Is the corn going to make it? Will it mature before Ontario farmers are greeted by the first killing frost?
Those were the two big questions that dominated conversations at Canada’s Outdoor Farm Show this week in Woodstock, Ontario. To get a good understanding of the challenges the provincial corn crop is facing, RealAgriculture sent agronomist Peter Johnson out to scout fields and look for evidence of the huge variability farmers are seeing in the slow maturing crop.
In this episode of the Corn School, Johnson tells Bernard Tobin that he looked for four hours before finding a field of corn at half milk line (the maturity stage the crop should reach by Sept 12). At this stage the crop requires 12 to 15 days to reach black layer and physiological maturity.

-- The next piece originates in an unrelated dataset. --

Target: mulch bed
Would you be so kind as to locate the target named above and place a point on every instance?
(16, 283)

Johnson says he found an alarming number of fields that were still in the milk stage where kernels had no dent and will require up to 35 days to reach maturity. He also observed many fields where cobs were at early dent stage and could require up to another 30 days.
Obviously, the potential for a killing frost could quickly end the race to maturity, but the cold nights of early September have also been producing cold shock that can halt starch accumulation for up to two to three days before the plant can rebound and restart. Johnson explains that these disruptions can stretch out the grain fill process even further and significantly increase the days required to reach maturity.
So, will all this corn mature? It will come down to the weather, says Johnson who stresses that he’s an agronomist, not a meteorologist. “If I knew the weather, I wouldn’t be worried about black layer, I would go play the markets.”